Comment by noman-land
9 hours ago
Really amazing video. Unfortunately this article is like 60% over my head. Regardless, I actually love reading jargon-filled statements like this that are totally normal to the initiated but are completely inscrutable to outsiders.
"That data was then brought into Houdini, where the post production team used CG Nomads GSOPs for manipulation and sequencing, and OTOY’s OctaneRender for final rendering. Thanks to this combination, the production team was also able to relight the splats."
Hi, I'm one of the creators of GSOPs for SideFX Houdini.
The gist is that Gaussian splats can replicate reality quite effectively with many 3D ellipsoids (stored as a type of point cloud). Houdini is software that excels at manipulating vast numbers of points, and renderers (such as Octane) can now leverage this type of data to integrate with traditional computer graphics primitives, lights, and techniques.
Can you put "Gaussing splats" in some kind of real world metaphor so I can understand what it means? Either that or explain why "Gaussian" and why "splat".
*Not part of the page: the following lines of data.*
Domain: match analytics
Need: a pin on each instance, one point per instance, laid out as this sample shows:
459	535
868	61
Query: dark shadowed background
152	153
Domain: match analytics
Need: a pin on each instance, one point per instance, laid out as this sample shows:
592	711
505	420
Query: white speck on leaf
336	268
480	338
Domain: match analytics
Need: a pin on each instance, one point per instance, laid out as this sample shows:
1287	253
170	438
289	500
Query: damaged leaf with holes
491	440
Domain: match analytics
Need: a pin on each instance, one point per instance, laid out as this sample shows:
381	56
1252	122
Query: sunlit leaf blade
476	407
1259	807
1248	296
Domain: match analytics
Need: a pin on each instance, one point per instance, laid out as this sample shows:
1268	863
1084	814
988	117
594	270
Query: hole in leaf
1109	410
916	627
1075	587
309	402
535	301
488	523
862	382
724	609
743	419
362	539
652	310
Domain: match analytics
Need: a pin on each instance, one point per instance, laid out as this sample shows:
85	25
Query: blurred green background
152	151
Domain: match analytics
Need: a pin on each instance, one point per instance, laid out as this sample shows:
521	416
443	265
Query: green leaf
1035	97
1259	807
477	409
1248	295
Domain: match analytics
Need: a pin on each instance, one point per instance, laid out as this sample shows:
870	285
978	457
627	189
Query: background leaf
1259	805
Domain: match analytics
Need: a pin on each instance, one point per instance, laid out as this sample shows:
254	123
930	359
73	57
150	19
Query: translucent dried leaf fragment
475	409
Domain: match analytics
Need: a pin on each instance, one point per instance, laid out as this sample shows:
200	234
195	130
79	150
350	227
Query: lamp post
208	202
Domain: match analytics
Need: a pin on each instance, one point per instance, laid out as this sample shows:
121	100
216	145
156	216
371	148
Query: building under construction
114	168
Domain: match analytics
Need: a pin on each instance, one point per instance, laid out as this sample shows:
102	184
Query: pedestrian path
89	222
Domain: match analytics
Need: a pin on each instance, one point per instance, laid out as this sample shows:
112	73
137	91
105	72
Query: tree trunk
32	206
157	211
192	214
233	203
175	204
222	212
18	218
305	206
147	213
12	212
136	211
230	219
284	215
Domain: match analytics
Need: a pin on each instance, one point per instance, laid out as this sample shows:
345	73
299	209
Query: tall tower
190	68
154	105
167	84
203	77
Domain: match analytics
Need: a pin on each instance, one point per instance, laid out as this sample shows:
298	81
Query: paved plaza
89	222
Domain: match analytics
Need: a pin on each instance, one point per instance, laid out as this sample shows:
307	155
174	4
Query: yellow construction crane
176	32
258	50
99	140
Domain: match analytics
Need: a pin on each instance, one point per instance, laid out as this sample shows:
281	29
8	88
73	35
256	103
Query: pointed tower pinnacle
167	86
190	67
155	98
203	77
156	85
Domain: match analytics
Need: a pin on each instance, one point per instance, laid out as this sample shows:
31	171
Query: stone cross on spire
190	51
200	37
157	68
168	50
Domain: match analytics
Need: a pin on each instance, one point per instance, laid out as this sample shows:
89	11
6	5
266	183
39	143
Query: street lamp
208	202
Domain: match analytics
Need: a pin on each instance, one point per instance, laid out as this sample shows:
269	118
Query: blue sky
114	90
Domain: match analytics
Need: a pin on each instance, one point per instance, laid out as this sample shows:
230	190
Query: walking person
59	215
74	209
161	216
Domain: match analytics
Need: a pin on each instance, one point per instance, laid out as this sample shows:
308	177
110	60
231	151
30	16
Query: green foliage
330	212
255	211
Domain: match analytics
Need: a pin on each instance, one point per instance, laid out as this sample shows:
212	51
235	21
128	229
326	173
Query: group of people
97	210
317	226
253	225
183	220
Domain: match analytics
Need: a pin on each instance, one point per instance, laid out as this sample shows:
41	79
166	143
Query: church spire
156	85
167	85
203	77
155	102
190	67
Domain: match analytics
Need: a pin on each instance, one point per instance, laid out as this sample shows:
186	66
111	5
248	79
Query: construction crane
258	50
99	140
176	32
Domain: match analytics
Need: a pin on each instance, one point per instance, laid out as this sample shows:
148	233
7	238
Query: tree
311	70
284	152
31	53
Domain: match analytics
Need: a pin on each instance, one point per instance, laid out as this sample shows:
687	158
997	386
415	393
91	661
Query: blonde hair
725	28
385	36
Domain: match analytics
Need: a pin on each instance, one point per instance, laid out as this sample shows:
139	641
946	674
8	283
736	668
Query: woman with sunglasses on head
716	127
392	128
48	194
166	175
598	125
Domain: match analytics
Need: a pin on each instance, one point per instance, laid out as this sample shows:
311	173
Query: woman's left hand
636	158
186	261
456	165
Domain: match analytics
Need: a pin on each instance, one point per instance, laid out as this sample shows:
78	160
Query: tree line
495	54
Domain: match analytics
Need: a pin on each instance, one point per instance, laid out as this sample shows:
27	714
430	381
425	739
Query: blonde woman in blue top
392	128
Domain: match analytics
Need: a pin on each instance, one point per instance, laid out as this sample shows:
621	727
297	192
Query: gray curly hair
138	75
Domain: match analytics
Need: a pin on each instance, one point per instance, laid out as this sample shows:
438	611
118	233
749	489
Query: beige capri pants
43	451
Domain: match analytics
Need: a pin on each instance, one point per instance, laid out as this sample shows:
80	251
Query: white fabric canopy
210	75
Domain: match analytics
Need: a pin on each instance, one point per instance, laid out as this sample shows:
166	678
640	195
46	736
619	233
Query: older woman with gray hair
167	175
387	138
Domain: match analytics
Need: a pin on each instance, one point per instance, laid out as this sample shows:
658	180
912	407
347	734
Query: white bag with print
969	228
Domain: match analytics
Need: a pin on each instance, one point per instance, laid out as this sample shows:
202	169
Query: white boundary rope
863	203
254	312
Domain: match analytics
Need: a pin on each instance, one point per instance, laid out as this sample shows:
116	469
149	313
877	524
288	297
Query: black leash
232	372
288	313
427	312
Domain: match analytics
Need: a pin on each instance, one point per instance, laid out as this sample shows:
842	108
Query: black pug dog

I am vaguely aware of stuff like Gaussian blur on Photoshop. But I never really knew what it does.
Sure!
Gaussian splatting is a bit like photogrammetry. That is, you can record video or take photos of an object or environment from many angles and reproduce it in 3D. Gaussians have the capability to "fade" their opacity based on a Gaussian distribution. This allows them to blend together in a seamless fashion.
The splatting process is achieved by using gradient descent from each camera/image pair to optimize these ellipsoids (Gaussians) such that the reproduce the original inputs as closely as possible. Given enough imagery and sufficient camera alignment, performed using Structure from Motion, you can faithfully reproduce the entire space.
Read more here: https://towardsdatascience.com/a-comprehensive-overview-of-g....
> I am vaguely aware of stuff like Gaussian blur on Photoshop. But I never really knew what it does.
Blurring is a convolution or filter operation. You take a small patch of image (5x5 pixels) and you convolve it with another fixed matrix, called a kernel. Convolution says multiply element-wise and sum. You replace the center pixel with the result.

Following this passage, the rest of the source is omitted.